It seems fitting that House Speaker John Boehner should spend the last month of the 113th Congress as he has much of the past two years: Trying to accomplish governing's very basics while avoiding being branded a sell-out to the president his party opposes.
Whether he accomplishes it or not, we won't likely know until next week. But if Boehner is going to enjoy a cushier House GOP majority and Republican Senate control in 2015, he may first have to relive some of the darker moments of his speakership.
The headache this time isn't spending, or Obamacare, or a political gambit involving the debt limit. It's immigration, and House conservatives are doing their best to force Boehner into a confrontation with the White House he'd rather not have.
It was about two weeks ago that President Obama made good on long-held promise – or threat, depending on your point of view – to use executive authority to remove the possibility of deportation from some 5 million undocumented immigrants. The move angered Republicans and enraged conservatives. They want revenge on the president, and they want it now.
And it's the "now" part that's the most problematic. Government funding runs out December 11, and House conservatives are insisting Boehner use the moment to undo Obama's immigration move. The leverage, as it has been in the past, is the threat of a government shutdown.
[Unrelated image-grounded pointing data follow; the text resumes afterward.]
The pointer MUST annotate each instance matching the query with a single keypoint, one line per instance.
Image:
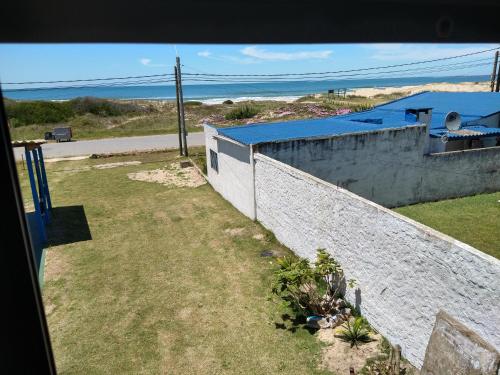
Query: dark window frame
(214, 160)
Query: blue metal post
(41, 189)
(46, 191)
(36, 202)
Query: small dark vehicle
(62, 134)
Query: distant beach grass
(93, 118)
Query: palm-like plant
(356, 331)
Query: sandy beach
(409, 90)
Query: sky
(31, 62)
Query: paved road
(112, 145)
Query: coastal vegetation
(92, 118)
(473, 220)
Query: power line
(432, 69)
(255, 75)
(347, 71)
(86, 80)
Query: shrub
(102, 107)
(193, 103)
(314, 290)
(22, 113)
(242, 113)
(37, 112)
(355, 331)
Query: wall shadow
(68, 225)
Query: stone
(454, 349)
(318, 322)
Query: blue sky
(65, 61)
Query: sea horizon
(216, 93)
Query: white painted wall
(390, 167)
(406, 271)
(234, 181)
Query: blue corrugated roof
(466, 132)
(300, 129)
(471, 106)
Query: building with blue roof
(402, 152)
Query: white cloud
(204, 53)
(263, 54)
(148, 62)
(402, 52)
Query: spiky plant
(355, 331)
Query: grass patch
(93, 118)
(474, 220)
(241, 113)
(172, 282)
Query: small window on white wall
(214, 161)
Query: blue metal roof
(300, 129)
(466, 132)
(470, 105)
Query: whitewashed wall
(234, 181)
(389, 166)
(406, 271)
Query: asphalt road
(114, 145)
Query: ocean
(216, 93)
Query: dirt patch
(119, 164)
(56, 265)
(72, 158)
(338, 356)
(171, 175)
(234, 231)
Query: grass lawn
(163, 120)
(473, 220)
(171, 281)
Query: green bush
(21, 113)
(102, 107)
(242, 113)
(26, 113)
(192, 103)
(356, 330)
(308, 290)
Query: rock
(455, 349)
(318, 322)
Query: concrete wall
(234, 181)
(389, 166)
(406, 272)
(459, 173)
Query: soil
(234, 231)
(338, 356)
(171, 175)
(114, 165)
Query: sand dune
(463, 86)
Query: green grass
(474, 220)
(92, 118)
(162, 287)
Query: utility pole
(181, 105)
(493, 75)
(181, 146)
(498, 79)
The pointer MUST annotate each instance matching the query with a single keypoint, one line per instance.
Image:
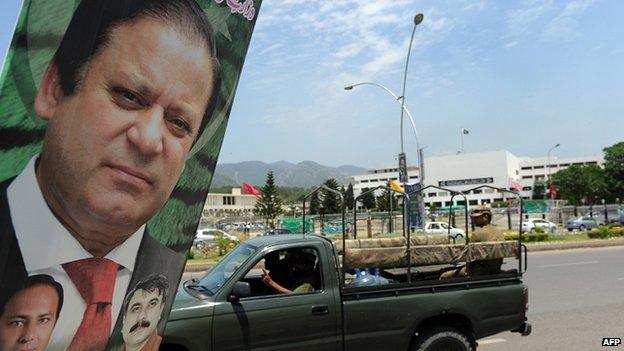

Boehner very much wants to avoid a replay of that political drama as his party is preparing to take full control of Congress next month.
The path to safety for Boehner here isn't an easy one. He could have the House vote on undoing Obama's immigration decision, then try to force Senate Democrats and the president to take the deal or risk being blamed for a shutdown. But that approach appeared problematic and in any event is just the type of shutdown brinksmanship Boehner and Senate GOP Leader Mitch McConnell want to avoid.
So Tuesday, Boehner and his GOP leadership team made their plans known. They'll fund most of the government until the end of September 2015, the rest of the fiscal year – that is, all except the Department of Homeland Security, which runs U.S. Citizenship and Immigration Services. The plan would fund DHS at current levels only thru March. The idea there is to build a bridge to Republican congressional rule, where even more leverage could come to hand.
That plan doesn't go nearly far enough to satisfy House conservatives, so appeasement comes this week in the form of a bill rebuking Obama's executive action and rendering it null and void. Conservative Florida GOP Rep. and frequent Boehner critic Ted Yoho is leading the effort.
The hope is the rebuke will siphon off enough anger on the right to get the government funding bill passed and get GOP leaders to the new year. But so far there are signs House conservatives aren't having it.
"It doesn't do anything," Rep. Mark Meadows, a conservative from North Carolina, told me Tuesday, noting that Senate Democrats can easily turn aside the rebuke.
"You need to do something definitive that is not a show vote," Meadows said.
Democrats didn't make the job any easier for Boehner, either. White House press secretary Josh Earnest made conciliatory comments toward the plan, and Senate Majority Leader Harry Reid pretty much praised it, while noting that the rebuke part of Boehner's plan won't get on the Senate floor this month.
That left nothing standing between Boehner and the conservative wing of his Republican Conference. Thirty Republicans or more may agree with Meadows, and that could force Boehner to turn to House Democrats and their leader Rep. Nancy Pelosi, D-Calif., or risk the whole thing falling apart.
Even if the plan works, it only forestalls another confrontation with Obama until March, when funding for homeland security would appear to be held hostage to GOP anger over the immigration order.
It's the type of scenario that a giant majority and control of Congress are supposed to avoid. In Boehner's case, it looks like he'll have to go through it one more time, at least.